Al Ahram English
Sayed Mahmoud, Sunday 18 Dec 2011
Most remarkable about Rashid Al-Daif’s novel is its ability to turn questions from the end of the 19th century, the Arab Renaissance, into flesh and blood characters, renewing the basis of original points of contest and placing them against the mirror of our present day. The novel, longlisted for the International Prize for Arabic Fiction, known as the Arabic Booker, draws on a history of Arabic cultural heritage that reached its peak nearly two centuries ago, pausing today on the same questions faced during the beginning of the Arab Enlightenment era.
Knowing Al-Daif, it’s a surprise that he undertakes this new adventure, insisting to travel this bumpy road of history; Al-Daif is known for his simple, sometimes sarcastic, straightforward language that delves into the unspoken realms of topics such as sex or religion bravely, and lightly, like a ballet dancer floating above the surface, insisting on producing delightful scenes.
In this new book, Al-Daif starts with a seemingly usual story, not very different from the many stories of thousands of Lebanese who left their nation looking for better living in the West. He goes deeper into details of the story, which started in 1861, tracing reactions to the Evangelical preaching missions that poured into the region, resulting in questions unknown previously to society, such as the relation between religion and the state, the meaning of citizenship and the difference between citizenship and religious identity, and how “People’s bodies are source of joy to them and not source of fear and worry.” Two distinct lines of narration interact: one rejects this new modernism, the other, Mansour, is more ready to adapt to it.
The novel tracks the story of Faress Mansour and his friend Gorgy Zeidan, the renowned novelist and among the fathers of Arab modernism in the last century. However, the author doesn’t trace the life of Zeidan, but rather that of Mansour who continues his own father’s imaginary journey in defense of enlightenment. Mansour leaves Zeidan and goes to study medicine in the United States after he finished his degree at the American University in Beirut, known as the Anglican University of Syria. Mansour falls in love with an American girl, but he faces prison and other troubles caused by her parents who don’t want this relationship to flourish. They split up; then he joins the US army after completing his degree in medicine. He works under Theodore Roosevelt directly. When the army reaches Cuba, he is introduced to a Chinese girl called Saawa, and eventually they marry. At some point he decides to return to Beirut, so he settles all his business and assets ahead of departure. Yet he falls ill and dies onboard the ship before reaching Lebanon, and his body never reaches his burial place in his village; university students steal his body and use it in their studies, same as he himself had done in the past.
Throughout his narration, Rashid Al-Daif introduces the reader to the realities of the Levant during Ottoman times, shedding light on the early days of modern medicine education in the Arab world, leading to questions regarding the Muslims’ relationship to their bodies; topics that are difficult to tackle outside of the modernism context. The author also pauses on the troubles facing early medicine students, such as securing bodies for dissection, leading to the spread of body snatching, even encompassing the bodies of relatives as a service to science and the nation. Mansour does this to his own mother’s body, offering it a sacrifice to his belief in science — a belief that develops early with the Darwinian theory debate and how it was received in the Arab world.
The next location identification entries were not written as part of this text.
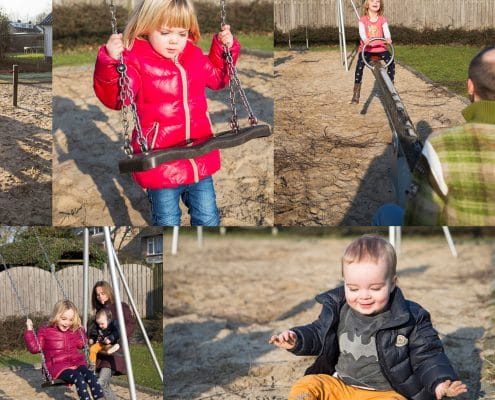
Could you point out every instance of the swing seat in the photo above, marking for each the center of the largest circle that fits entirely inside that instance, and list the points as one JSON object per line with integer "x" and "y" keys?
{"x": 144, "y": 161}
{"x": 54, "y": 382}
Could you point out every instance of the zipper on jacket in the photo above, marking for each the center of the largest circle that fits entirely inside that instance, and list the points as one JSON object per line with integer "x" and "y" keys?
{"x": 187, "y": 113}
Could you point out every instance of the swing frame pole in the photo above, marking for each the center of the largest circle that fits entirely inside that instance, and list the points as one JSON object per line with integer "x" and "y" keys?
{"x": 120, "y": 313}
{"x": 85, "y": 277}
{"x": 342, "y": 40}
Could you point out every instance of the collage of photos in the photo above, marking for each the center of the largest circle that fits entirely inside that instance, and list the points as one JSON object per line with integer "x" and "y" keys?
{"x": 247, "y": 199}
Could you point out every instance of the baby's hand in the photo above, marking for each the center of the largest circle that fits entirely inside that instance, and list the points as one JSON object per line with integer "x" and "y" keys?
{"x": 225, "y": 36}
{"x": 450, "y": 389}
{"x": 285, "y": 340}
{"x": 29, "y": 324}
{"x": 115, "y": 46}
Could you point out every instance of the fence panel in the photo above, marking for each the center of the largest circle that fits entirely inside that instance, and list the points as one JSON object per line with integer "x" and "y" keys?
{"x": 417, "y": 14}
{"x": 39, "y": 291}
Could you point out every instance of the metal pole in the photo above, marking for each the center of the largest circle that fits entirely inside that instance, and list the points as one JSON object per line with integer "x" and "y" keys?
{"x": 136, "y": 314}
{"x": 120, "y": 313}
{"x": 200, "y": 237}
{"x": 175, "y": 240}
{"x": 355, "y": 10}
{"x": 85, "y": 278}
{"x": 15, "y": 82}
{"x": 450, "y": 242}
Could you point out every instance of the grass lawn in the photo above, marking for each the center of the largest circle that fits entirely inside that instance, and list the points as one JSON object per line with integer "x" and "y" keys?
{"x": 87, "y": 54}
{"x": 145, "y": 373}
{"x": 446, "y": 65}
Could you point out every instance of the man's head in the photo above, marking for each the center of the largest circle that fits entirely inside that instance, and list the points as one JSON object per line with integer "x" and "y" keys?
{"x": 369, "y": 271}
{"x": 481, "y": 73}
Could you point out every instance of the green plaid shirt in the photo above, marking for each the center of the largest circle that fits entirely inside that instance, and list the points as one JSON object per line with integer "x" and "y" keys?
{"x": 454, "y": 180}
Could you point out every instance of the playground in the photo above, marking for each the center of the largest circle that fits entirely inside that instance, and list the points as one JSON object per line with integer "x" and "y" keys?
{"x": 224, "y": 301}
{"x": 26, "y": 144}
{"x": 88, "y": 188}
{"x": 31, "y": 292}
{"x": 333, "y": 159}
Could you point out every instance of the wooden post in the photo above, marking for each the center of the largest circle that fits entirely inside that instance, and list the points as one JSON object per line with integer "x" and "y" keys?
{"x": 15, "y": 81}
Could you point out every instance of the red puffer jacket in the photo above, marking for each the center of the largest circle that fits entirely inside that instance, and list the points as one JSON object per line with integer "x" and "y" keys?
{"x": 61, "y": 349}
{"x": 171, "y": 102}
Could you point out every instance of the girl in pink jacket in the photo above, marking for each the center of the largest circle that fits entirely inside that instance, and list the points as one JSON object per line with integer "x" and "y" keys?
{"x": 168, "y": 75}
{"x": 61, "y": 341}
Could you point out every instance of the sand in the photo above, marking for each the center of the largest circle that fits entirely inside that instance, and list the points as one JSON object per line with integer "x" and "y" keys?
{"x": 26, "y": 144}
{"x": 333, "y": 159}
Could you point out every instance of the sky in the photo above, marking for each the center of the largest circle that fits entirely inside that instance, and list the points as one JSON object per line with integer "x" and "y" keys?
{"x": 25, "y": 10}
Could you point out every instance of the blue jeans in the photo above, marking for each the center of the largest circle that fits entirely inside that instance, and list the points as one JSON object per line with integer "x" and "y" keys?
{"x": 199, "y": 198}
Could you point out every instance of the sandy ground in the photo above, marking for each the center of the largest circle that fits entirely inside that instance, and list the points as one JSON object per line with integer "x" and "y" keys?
{"x": 87, "y": 187}
{"x": 222, "y": 304}
{"x": 332, "y": 159}
{"x": 26, "y": 384}
{"x": 26, "y": 163}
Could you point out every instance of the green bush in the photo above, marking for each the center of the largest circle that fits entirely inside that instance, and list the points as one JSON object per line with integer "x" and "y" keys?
{"x": 87, "y": 24}
{"x": 59, "y": 244}
{"x": 400, "y": 35}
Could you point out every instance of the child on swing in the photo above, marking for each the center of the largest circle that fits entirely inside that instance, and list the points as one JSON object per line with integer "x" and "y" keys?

Quite remarkable is how Al-Daif places such discussions amid the liveliness of human conditions, avoiding rigidity throughout the text. He dedicates entire pages to the crisis that faces the university due to the split of opinions around Darwin’s theories, leading to class stoppages for some time. Other questions arise within stories branching from the original one, for example the difference between education and knowledge, and the importance of this differentiation, the relation between language and identity, and also the risks of illegal immigration that offers bodies to “pave the sea”. The book also exposes the duality of the West in dealing with values such as freedom, citizenship, discrimination, and respecting difference, the values Mansour lived for and was able to fulfill without conflict, for he believed that “his religion is the best of people from all religions and sects”. In a very beautiful conversation he announced that, “My religion is the advancement of my nation that lies in poverty, ignorance, injustice and slavery. My religion is the good of all humanity.”
Indeed, we are most in need of reading the story of Faress Mansour and using it as a role model to face the voices of ignorance rising loud to steal what remains of the nation.